Even though the home was fully renovated, it was not selling because the basement unit only had a ceiling height of 6'4". Many buyers must have considered the basement "unusable" space and passed on the home. We recognized that low ceiling height might negatively impact our STR strategy but we found similar basement units in the market doing well. On top of that, we had a few options if things didn't work out.

Exit Strategies
Option 1: Rent out the entire home. We could likely get $3600+/mo.
Option 2: Lift the house to increase ceiling height.
Option 2: Move into the basement unit and use the upstairs as the STR

Given these options, we thought the home still made sense and we were bullish on the original STR strategy.

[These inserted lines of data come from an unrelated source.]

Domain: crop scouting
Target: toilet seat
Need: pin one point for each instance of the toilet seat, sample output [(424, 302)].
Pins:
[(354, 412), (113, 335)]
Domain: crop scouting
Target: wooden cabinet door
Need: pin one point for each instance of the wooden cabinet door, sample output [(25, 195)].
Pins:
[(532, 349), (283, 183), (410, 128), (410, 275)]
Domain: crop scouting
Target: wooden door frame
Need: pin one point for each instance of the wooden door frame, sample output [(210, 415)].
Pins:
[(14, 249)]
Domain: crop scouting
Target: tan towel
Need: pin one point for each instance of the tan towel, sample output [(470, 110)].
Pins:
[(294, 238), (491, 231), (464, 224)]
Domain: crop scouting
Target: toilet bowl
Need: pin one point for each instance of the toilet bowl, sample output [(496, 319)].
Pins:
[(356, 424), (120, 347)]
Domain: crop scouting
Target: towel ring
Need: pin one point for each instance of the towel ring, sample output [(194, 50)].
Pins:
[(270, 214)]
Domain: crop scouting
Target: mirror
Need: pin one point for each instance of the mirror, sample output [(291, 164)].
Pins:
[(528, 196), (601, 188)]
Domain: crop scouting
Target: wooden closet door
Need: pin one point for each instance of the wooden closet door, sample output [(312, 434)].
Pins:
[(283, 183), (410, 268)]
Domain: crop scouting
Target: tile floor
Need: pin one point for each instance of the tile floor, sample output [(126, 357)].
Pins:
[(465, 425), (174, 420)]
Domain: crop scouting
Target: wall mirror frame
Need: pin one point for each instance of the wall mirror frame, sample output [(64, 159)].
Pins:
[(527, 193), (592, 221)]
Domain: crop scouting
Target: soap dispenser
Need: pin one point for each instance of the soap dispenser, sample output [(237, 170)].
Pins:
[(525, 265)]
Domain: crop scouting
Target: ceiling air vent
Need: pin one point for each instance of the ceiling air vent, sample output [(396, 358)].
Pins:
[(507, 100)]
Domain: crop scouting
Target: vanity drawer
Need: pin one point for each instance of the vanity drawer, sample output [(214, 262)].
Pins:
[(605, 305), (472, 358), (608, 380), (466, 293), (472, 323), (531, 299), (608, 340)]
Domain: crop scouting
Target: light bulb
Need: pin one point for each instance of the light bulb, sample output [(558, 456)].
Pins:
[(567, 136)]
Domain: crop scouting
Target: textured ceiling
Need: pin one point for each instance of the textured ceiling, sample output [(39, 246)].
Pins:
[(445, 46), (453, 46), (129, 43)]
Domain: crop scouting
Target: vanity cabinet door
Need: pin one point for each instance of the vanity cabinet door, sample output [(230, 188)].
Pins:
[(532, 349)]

Even if we failed, this would provide great education on what it takes to run a STR and house hack in Seattle.

The results

Given the lack of buyer interest, we were able to purchase the home for under asking.

Details:
Purchase: $935,000 @ 2.75%
Down Payment: 16%, $155,000
PITI: $4000/mo or $48,000/yr

We've been running the STR for 1.5 years and feel that we have enough data to compare our performance against our expectations.

As you can see, we were able to consistently do better than our minimum monthly net of $3,000. Before taking PITI into account, on average year over year we net an average of $56,000. Repeating a similiar equation as before.

Calculation:
(S3) Avg. Net after PITI: $8,000/yr
Savings (S3 + S2): $38,000/yr
Year 1 Return: $38,000 / $155,000 = 24.5%

Even when we take into account the STR set-up costs, we still have a respectable return year 1.

Adjusted for STR costs:
Furnishing: $18,000
Adjusted Year 1 Return: $20,000 / $155,000 = 12.9%

Through this strategy, we were able to completely remove our housing expense and bring in some additional cashflow. It turned out to be a great return on our down payment! As the cherry on top, after holding the home for only 1 year, we were able to open a 90% LTV HELOC for $140,000 @ 3.49%.

Conclusion

I'd be remiss if I didn't take a moment to address the unique market conditions and advantages we had. In 2021, interest rates were at a historic low and I was fortunate enough to have a down payment to take advantage of it. In markets all across the country, we were seeing record year-over-year value increases. There was certainly an aspect of luck but I also believe that there is always a viable investment strategy or opportunity no matter the market cycle. When Kat and I talk to seasoned and successful investors who were around pre-2008, the common denominator is that they continued to invest day in, day out. Optimal strategies may come and go but they always looked for new opportunities and markets at every phase of the cycle.

Real estate investing is a huge space. In my opinion, the most successful investors are creative and quick to adapt. Is it possible to house hack in a HCOL market? I'd say yes! It's certainly not as straightforward or simple compared to other markets but if I was able to find a workable solution, there must be many more creative strategies out there.